Kentucky Gov. Matt Bevin on Wednesday officially asked for a recanvass after Tuesday's election where he lost to Attorney General Andy Beshear by around 5,000 votes.

Alison Lundergan Grimes on recanvassing

Secretary of State Alison Lundergan Grimes explains the recanvassing process in Kentucky. 

A recanvass is when county clerks re-tally votes electronically or by checking the printout from each voting machine to make sure the numbers are correct. The recanvass will be done Thursday, Nov. 14, It is scheduled to begin at 9 a.m. and end by 3 p.m. that day.

Secretary of State Alison Lundergan Grimes says recanvasses typically don't alter election outcomes.

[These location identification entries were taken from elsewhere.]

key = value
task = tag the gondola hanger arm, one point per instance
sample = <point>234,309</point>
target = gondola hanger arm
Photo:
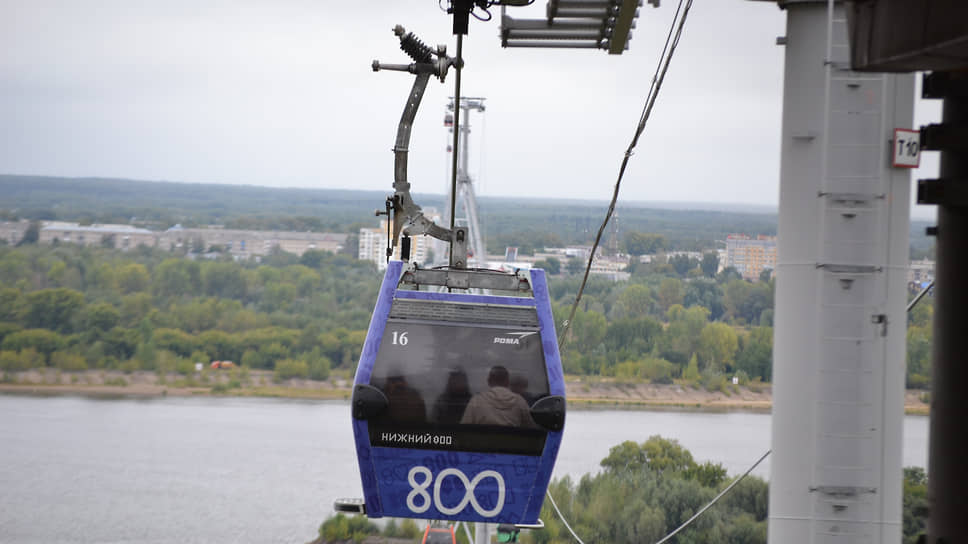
<point>408,217</point>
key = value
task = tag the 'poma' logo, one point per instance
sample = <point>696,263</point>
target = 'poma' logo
<point>513,338</point>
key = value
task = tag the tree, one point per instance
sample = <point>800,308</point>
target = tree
<point>11,304</point>
<point>632,337</point>
<point>915,505</point>
<point>681,338</point>
<point>756,353</point>
<point>683,264</point>
<point>52,309</point>
<point>709,264</point>
<point>31,235</point>
<point>100,317</point>
<point>175,278</point>
<point>669,293</point>
<point>133,278</point>
<point>700,292</point>
<point>575,265</point>
<point>641,243</point>
<point>636,299</point>
<point>717,346</point>
<point>41,340</point>
<point>656,454</point>
<point>223,280</point>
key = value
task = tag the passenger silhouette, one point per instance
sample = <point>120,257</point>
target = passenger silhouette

"A recanvass procedure, in my estimation — eight years I've been at this job, overseen over 20-plus recanvasses — none have ever altered the outcome of any election," Grimes said.

However, Grimes said, should any candidate want to have the results of an election reviewed, her office will be happy to follow Kentucky law and do that.

"I think it's important for Kentuckians to remember that in March of this year, the governor, along with a Republican-led legislature, actually took over the state board of elections and appointed a Republican," Grimes said. "So, he's essentially saying the Republican he put in charge of overseeing his own election perhaps didn't do a good enough job."

The other option to review a gubernatorial election is to contest it. That is governed by the Kentucky General Assembly and could ultimately lead to a new election. Grimes said that has never been done in the history of gubernatorial elections in Kentucky.